Rz: „Dmitrij Miedwiediew to ostatnia nadzieja Rosji, którą kocham” – oznajmił pan niedawno. Dlaczego aż tak kategorycznie?
Wiktor Jerofiejew: Jest bardzo młodym człowiekiem, więc jeśli zachowa dotychczasowy kurs, który uważam za błędny, to moje pokolenie może już nie doczekać przemian demokratycznych. A Rosji będzie groziła izolacja i cofnięcie cywilizacyjne.W rosyjskiej polityce bardziej od wyników liczy się bowiem wektor rozwoju.
W ostatnich latach Władimir Putin coraz chętniej sięgał po retorykę nacjonalistyczną, mocarstwową, często konfrontacyjną. Miało to duży wpływ na kształtowanie świadomości społecznej. Podjął nawet próbę uzasadnienia alternatywnej wobec standardów i wartości zachodnich drogi rozwoju kraju. To nie sprzyjało powrotowi Rosji do europejskiego kręgu cywilizacyjnego, do którego – wedle mojego przekonania – należymy. Mam nadzieję, że jako człowiek inteligentny i oświecony, pozbawiony poglądów nacjonalistycznych i imperialisty- cznych, przestawi kraj na proeuropejskie tory.
Ale Putin nie odchodzi z polityki.
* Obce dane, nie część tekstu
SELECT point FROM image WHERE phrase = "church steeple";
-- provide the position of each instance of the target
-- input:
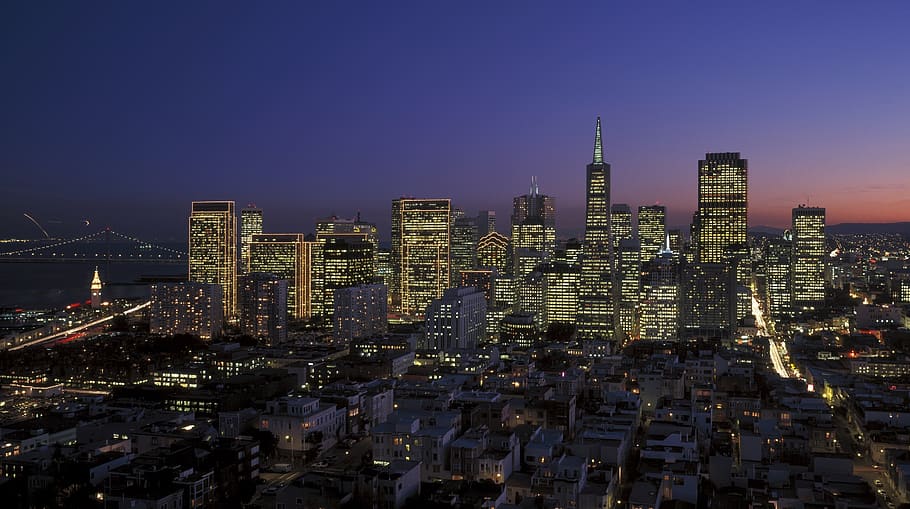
(598, 144)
Być może jako premier wciąż będzie rozdawał karty...
Współrządzenie zdarzało się już w naszej historii. Wystarczy przypomnieć początki dynastii Romanowów, 1917 rok, czy pierwsze lata rządów Breżniewa… Były to jednak okresy krótkie i przejściowe. W przypadku Miedwiediewa i Putina dwuwładza też nie potrwa długo, a Miedwiediew nie pogodzi się z rolą malowanego prezydenta.